May 15, 2008 - The Globe and Mail – response to obituary 

In his obituary of the legendary Polish rescuer Irena Sendler, Antony Polonsky writes:

“Unusually for a Catholic child, Sendler was allowed to play with Jewish children as she grew up.” This is a surprising comment coming from a historian.

Numerous Jewish and Polish memoirs confirm that it was rather common for Polish and Jewish children to play together. This was nothing out of the ordinary. Simha Rotem, for example, recalls: “There were few Jewish children my age in the neighborhood, so I played mostly with Gentile children who came to my house. We’d play soccer, go down to the Wisla River and enjoy the fresh air, swim, and row.”

According to Jewish testimonies, the opposition usually came from the Jewish side. Many Jews did not even speak Polish and avoided contact with Poles for religious reasons. For Orthodox Jews playing was not a permitted pastime.

A Jewish testimony from Konin states: “Jewish parents discouraged their children from forming friendships with Polish children. My father would not let me bring shikses (a derogatory term for female Christians) into the house, and he would not let me go to their homes in case I ate treyf (non-kosher food).”

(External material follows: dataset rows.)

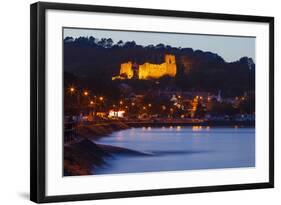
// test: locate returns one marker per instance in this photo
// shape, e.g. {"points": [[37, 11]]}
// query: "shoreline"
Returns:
{"points": [[82, 156], [187, 124]]}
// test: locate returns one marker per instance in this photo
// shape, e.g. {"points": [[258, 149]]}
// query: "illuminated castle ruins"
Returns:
{"points": [[147, 70]]}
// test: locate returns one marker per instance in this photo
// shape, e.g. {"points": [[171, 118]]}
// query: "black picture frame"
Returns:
{"points": [[38, 101]]}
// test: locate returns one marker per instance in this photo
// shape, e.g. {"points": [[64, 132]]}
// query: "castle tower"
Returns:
{"points": [[170, 59], [127, 70]]}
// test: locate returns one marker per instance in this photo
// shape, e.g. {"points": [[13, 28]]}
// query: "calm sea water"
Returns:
{"points": [[180, 148]]}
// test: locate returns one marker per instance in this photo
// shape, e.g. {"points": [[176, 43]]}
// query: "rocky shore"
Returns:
{"points": [[96, 131], [81, 157]]}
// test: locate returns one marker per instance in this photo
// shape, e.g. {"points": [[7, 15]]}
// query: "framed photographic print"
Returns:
{"points": [[129, 102]]}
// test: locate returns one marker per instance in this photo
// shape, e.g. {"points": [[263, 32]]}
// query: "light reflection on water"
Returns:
{"points": [[181, 148]]}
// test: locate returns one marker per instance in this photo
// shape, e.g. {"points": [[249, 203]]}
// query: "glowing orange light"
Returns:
{"points": [[72, 89]]}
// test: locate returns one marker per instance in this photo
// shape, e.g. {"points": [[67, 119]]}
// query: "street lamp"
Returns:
{"points": [[85, 93], [72, 89]]}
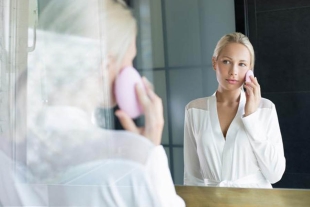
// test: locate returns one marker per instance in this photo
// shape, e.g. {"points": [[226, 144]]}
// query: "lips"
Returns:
{"points": [[232, 81]]}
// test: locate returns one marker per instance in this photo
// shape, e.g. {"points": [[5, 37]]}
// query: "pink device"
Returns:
{"points": [[125, 92], [248, 74]]}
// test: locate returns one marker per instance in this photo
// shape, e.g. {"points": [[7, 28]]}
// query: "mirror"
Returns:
{"points": [[175, 45]]}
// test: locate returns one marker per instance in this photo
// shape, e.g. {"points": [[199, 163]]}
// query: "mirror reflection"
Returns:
{"points": [[175, 46]]}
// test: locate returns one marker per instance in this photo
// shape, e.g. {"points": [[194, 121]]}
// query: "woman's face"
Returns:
{"points": [[231, 65]]}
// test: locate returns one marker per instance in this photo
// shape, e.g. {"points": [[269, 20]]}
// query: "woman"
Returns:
{"points": [[232, 138], [81, 48]]}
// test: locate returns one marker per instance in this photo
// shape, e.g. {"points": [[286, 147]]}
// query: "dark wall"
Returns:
{"points": [[280, 33]]}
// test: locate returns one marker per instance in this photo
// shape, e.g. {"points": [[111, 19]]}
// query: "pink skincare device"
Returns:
{"points": [[125, 92], [248, 74]]}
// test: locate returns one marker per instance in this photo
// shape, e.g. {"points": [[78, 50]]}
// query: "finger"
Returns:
{"points": [[254, 80], [249, 90], [147, 83], [127, 122]]}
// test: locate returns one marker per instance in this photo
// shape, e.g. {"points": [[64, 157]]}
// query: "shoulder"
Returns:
{"points": [[266, 104], [200, 103]]}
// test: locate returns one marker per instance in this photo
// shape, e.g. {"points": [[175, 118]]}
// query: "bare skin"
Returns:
{"points": [[151, 105], [230, 67]]}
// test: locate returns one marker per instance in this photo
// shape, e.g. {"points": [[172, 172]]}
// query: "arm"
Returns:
{"points": [[266, 140], [192, 171]]}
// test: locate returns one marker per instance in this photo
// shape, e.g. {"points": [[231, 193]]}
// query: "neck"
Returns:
{"points": [[226, 96]]}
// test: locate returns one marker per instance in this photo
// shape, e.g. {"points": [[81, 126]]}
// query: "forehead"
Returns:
{"points": [[236, 51]]}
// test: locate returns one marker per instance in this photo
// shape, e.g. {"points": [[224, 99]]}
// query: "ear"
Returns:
{"points": [[214, 63]]}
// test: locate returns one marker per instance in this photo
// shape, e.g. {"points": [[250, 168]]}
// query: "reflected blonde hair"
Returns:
{"points": [[235, 37]]}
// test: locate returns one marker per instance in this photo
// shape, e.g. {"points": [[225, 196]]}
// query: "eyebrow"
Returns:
{"points": [[231, 59]]}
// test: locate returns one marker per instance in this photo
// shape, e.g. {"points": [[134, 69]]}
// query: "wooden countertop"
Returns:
{"points": [[243, 197]]}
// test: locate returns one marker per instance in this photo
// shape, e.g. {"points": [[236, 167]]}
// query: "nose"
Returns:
{"points": [[233, 70]]}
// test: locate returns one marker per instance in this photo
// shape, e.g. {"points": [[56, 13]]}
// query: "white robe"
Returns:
{"points": [[251, 156], [75, 163]]}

A Jewish woman, who lived in a tenement in Minsk Mazowiecki, has similar recollections: “Our neighbors were the Izbrechts, a Polish family … The youngest girl was named Jozka, and I played with her all the time despite the fact that my grandmother beat me good so that I would not play with her. My grandmother did not allow me to play with Jozka Izbrecht because she was Polish and she feared that if I went to her home I would eat something with pork in it. So my grandmother beat me, but I still played with Jozka.”

Halina Birenbaum states: “The Poles were ‘goys’ … who were regarded as pagans, we criticized or ridiculed their tastes, customs, beliefs … We were not taught mutual sympathy for them. They were different, foreign to us, and we to them, often our open or hidden enemies.” When Birenbaum, who lived in Warsaw, visited her grandparents in a small town she was warned not to venture near a church, because that was forbidden by the Jewish religion. “I was eight years old then,” she recalled, “and I was taught to fear ‘goys’ and their distinct character.”

Wladyslaw Bartoszewski, one of the founding members of the wartime Council for Aid to Jews (Zegota), recalls that, when he was growing up in a tenement-house in a primarily Jewish area of prewar Warsaw, the mothers of the Jewish children often scolded their children for playing with “that stupid, Polish goy.” Stefania Podgorska, who was recognized by Yad Vashem for rescuing thirteen Jews in Przemysl, recalled that in the small town she grew up in, “sometimes the mothers of the Jewish children would say to them, ‘Don’t play with the goyim.”

These examples, which could easily be multiplied, contradict the skewed stereotypes of Poles pushed by Polonsky.